I had regretted signing up for the site nearly as soon as I’d done it and quickly removed my profile, but not before receiving a message from 52. We began to correspond. I thought he was funny.

“Funny ha-ha or funny strange?” he wanted to know.

Maybe a little of both.

We did, indeed, meet in person for the first time at the farmers’ market in Charleston. We had lunch at Soho’s, a trendy Italian restaurant located inside the Capital Market. He had the minestrone, which I later found he always ordered there, and I had a sandwich. He was supposed to go back to work, but we talked for three hours. He spent much of that time describing his failed marriage. He had three grown children. His relationship with them had been strained in the past but had since grown closer. It was the continuing bitterness with which he spoke of his ex-wife that was off-putting.

On the drive home, I decided not to see him again, but no sooner had I gotten back to the Slanted Little House than he’d e-mailed me.

He’d been satisfied alone, he said, but he wouldn’t be as happy that way as he could be.

He told me I was cute and thanked me for giving him a chance.

I didn’t have time to respond. Georgia was waiting for me outside the farmhouse when I got home, nearly in a fit because she was worried about where I had been all that time. The kids had just gotten off the bus, and I had to figure out what in the world I was doing with 52 and why I still wanted to talk to him. I’d promised myself I wouldn’t, but later that day I e-mailed him back.

We met for the second time when he did, indeed, pull over in front of the Slanted Little House. And maybe he was looking for directions, in a sense. I had admitted my conflicted feelings about a relationship that was anything more than friendship with him.

“You’re not finished with your experience with me yet,” he said. “Once you’re sure you’re done with that, you can move on.”

“If you’re nice,” I said, “I’ll never move on.”

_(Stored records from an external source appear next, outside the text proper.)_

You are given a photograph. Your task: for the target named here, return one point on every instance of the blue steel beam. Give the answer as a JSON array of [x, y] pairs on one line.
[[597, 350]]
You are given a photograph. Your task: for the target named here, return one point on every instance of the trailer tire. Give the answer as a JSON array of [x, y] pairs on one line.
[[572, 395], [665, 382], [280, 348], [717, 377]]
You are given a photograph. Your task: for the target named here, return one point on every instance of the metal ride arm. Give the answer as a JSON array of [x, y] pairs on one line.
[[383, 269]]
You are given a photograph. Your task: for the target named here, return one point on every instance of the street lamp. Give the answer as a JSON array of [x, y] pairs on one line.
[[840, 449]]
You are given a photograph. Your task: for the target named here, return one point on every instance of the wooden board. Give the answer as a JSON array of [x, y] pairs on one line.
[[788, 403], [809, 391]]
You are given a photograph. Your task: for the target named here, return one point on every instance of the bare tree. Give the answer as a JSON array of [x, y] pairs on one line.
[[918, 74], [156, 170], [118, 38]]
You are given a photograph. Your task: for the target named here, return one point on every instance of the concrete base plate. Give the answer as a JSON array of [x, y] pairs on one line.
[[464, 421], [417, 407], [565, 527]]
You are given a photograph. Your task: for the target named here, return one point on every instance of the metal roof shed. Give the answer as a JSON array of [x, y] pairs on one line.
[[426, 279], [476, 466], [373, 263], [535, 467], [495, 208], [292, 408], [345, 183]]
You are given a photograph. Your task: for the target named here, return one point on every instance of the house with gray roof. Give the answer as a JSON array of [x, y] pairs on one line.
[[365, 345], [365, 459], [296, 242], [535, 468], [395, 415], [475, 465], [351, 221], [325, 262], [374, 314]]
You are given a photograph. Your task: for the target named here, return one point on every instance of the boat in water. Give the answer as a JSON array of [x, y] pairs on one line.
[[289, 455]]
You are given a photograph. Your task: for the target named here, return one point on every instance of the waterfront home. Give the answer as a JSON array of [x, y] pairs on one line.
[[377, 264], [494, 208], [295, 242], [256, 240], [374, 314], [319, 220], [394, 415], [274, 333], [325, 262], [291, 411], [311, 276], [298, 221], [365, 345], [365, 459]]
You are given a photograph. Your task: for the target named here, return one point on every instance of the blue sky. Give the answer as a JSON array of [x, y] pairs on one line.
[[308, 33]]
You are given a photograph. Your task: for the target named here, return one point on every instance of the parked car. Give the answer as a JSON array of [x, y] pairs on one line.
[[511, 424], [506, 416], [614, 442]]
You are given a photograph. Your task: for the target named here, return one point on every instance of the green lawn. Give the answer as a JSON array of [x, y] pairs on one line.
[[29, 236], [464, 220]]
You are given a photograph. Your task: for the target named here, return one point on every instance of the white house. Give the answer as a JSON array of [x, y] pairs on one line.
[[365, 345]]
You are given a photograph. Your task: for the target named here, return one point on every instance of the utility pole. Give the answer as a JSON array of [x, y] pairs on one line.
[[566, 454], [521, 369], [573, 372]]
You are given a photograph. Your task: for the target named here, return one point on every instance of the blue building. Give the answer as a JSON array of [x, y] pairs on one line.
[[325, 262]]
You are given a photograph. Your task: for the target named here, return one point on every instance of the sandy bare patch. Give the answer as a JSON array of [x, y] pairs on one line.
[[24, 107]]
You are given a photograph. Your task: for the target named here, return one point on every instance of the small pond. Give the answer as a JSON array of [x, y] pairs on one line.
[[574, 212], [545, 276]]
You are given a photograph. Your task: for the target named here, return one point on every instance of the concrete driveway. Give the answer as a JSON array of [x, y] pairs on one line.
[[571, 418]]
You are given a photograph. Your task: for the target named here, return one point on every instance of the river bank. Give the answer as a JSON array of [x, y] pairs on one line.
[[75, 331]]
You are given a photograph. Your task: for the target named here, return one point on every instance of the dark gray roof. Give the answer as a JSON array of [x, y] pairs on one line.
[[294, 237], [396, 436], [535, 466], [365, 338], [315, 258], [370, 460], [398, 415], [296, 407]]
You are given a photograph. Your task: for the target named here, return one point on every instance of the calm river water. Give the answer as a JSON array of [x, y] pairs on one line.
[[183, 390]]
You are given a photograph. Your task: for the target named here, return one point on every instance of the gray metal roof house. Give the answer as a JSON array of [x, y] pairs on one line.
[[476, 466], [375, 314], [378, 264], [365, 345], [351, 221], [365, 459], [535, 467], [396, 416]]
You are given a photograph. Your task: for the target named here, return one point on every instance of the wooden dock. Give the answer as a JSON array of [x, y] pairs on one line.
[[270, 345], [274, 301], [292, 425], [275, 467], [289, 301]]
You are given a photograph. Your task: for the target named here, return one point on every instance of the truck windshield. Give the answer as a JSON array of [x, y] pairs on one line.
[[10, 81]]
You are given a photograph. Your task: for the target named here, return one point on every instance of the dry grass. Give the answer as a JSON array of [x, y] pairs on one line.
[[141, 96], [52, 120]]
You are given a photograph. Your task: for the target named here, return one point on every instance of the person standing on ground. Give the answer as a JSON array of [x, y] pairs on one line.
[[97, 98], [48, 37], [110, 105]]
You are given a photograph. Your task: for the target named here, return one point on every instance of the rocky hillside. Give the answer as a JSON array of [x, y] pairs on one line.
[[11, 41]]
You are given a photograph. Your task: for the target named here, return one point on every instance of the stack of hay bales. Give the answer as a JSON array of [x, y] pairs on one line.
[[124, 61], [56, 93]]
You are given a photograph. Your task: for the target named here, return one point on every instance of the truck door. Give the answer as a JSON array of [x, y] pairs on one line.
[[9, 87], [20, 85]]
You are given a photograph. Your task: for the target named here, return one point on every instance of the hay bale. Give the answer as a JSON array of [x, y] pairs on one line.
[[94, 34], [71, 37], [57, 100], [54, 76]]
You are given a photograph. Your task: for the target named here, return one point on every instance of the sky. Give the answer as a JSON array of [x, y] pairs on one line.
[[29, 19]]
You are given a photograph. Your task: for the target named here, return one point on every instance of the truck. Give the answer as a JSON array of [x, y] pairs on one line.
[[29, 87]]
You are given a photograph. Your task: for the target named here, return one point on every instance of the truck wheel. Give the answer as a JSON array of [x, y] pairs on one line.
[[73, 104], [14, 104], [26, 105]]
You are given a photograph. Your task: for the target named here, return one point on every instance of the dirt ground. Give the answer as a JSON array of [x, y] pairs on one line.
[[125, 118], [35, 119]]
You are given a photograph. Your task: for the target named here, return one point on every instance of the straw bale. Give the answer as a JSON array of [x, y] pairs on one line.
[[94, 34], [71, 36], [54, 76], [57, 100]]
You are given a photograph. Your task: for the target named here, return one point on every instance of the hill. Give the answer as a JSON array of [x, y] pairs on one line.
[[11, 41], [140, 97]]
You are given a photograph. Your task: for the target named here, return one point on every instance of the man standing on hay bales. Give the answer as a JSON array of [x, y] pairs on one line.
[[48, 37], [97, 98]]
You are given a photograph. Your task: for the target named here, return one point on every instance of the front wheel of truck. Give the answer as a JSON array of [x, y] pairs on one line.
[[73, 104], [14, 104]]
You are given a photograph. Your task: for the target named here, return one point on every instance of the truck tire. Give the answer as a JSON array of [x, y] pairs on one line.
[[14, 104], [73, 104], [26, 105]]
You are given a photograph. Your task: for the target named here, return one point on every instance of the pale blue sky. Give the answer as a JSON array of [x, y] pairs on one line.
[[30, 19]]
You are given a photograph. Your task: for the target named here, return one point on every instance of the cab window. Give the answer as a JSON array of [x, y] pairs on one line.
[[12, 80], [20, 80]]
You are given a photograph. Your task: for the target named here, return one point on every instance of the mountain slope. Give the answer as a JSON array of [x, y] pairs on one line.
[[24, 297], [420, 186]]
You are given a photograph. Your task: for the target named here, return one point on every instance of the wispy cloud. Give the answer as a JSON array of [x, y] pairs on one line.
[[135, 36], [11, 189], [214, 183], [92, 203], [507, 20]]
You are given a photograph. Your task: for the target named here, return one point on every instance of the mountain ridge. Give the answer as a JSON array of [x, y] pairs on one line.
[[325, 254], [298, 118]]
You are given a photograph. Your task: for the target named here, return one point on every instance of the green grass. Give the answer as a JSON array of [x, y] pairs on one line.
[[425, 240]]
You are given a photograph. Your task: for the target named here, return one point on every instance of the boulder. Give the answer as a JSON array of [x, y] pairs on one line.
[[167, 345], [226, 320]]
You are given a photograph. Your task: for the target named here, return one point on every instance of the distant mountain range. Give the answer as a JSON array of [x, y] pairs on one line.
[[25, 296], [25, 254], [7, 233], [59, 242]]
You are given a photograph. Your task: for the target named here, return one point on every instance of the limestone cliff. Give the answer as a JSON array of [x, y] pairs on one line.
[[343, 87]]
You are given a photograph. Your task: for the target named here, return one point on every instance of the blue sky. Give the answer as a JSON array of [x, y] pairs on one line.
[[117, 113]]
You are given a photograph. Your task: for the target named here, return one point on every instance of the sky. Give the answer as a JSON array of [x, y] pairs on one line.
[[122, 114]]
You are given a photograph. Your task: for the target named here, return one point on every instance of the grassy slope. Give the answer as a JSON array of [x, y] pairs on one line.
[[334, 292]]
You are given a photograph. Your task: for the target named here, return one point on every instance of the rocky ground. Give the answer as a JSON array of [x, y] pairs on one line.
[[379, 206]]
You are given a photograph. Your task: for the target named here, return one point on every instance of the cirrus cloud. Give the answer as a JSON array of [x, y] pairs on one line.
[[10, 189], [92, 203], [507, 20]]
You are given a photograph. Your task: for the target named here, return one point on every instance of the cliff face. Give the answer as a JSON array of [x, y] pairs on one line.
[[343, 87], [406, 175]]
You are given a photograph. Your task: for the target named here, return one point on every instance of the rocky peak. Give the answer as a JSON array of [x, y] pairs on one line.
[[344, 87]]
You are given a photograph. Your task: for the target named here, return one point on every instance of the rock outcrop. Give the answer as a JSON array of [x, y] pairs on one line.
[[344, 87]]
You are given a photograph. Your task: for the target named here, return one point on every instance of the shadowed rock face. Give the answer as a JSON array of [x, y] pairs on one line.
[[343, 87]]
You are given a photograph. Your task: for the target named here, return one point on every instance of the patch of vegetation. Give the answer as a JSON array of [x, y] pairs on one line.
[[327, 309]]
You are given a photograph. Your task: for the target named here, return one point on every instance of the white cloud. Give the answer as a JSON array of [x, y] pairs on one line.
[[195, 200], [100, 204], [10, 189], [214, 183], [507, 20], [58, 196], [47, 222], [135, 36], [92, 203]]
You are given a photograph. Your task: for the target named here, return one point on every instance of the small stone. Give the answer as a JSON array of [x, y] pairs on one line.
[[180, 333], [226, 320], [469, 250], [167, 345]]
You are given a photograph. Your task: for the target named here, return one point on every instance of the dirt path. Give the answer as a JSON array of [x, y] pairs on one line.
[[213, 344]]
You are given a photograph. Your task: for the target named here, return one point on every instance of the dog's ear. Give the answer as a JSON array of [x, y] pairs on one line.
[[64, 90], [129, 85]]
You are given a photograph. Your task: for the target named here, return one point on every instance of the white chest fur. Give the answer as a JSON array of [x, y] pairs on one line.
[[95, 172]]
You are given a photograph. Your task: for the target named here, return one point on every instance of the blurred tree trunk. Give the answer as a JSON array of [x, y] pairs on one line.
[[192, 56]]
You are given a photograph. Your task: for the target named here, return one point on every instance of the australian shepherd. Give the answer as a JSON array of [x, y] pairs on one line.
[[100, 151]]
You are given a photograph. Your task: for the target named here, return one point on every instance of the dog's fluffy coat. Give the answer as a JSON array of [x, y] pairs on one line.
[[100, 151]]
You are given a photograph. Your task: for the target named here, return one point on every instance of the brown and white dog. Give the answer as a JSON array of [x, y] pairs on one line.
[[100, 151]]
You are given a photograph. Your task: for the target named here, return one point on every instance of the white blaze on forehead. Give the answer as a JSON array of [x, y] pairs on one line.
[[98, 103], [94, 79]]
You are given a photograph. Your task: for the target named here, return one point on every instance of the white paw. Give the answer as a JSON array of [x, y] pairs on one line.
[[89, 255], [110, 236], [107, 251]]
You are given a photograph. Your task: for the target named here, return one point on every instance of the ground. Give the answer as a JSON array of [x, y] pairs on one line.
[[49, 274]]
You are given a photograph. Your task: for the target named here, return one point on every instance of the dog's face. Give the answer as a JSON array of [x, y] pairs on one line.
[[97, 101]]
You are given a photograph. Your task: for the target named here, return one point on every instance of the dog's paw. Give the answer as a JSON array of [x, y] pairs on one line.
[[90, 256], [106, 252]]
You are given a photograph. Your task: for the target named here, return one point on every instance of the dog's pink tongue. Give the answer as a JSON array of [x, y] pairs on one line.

Aside from my doubts about him, my kids were ten, thirteen, and fifteen. My daughter, Morgan, was my youngest, and I had two boys, Weston and Ross. I didn’t think they were ready to see me involved with a man, but at the same time, I wanted to go on with my life. I wasn’t sure if 52 was the one with whom I wanted to go on, but we had enough in common to make me curious. We had discovered our distant family relationship along with our shared interest in simple living. We took long drives to nowhere on backcountry roads, picking blackberries and looking for old barns. We took walks, holding hands, while he told me all the names of the wildflowers and trees. We went to the New River Bridge, Dolly Sods, Blackwater Falls, the Canaan Valley, Spruce Knob, Seneca Forest. He was my West Virginia tour guide.

I had come empty, looking for West Virginia to fill me up, and he became the epitome of my West Virginia.

We were friends, and eventually lovers, though I kept my relationship with him mostly to myself, seeing him on weekends and summertimes when the kids were visiting their dad.

By the time I’d become enamored of chickens in the road, we were looking for a farm of our own.

He wrote down a beautiful dream and gave it to me. The cats would sleep in the road. We’d leave our doors unlocked and feel safe. We’d have a smokehouse and a woodstove. We’d be so warm we’d open our windows in the winter. There would be cows and horses, and kids playing ball in the meadow bottom. If we needed help, we’d call the neighbors and they’d come ’round the hill in the middle of the night or a Sunday afternoon.

We’d rock grand-babies on the porch swing, can from the garden, and have a giant corn patch, and flowers—so many flowers. There’d be sled riding and Christmas lights, a tire swing and a big rooster.

“And we’ll just sit on the porch and get old together—and we won’t care if we’re fat and old and worn out because we’ll love each other too much to care.”

The sum of it all, he told me, was that I was his dream.

I wanted it all—the sweetness of him, the corn patch, the Christmas lights, the big rooster, and the love. I was a romance writer, and I was ready for my own storybook. He was my hero.

We signed the papers at the bank and we had a farm . . . without so much as a tumbled-down fence post with which to begin.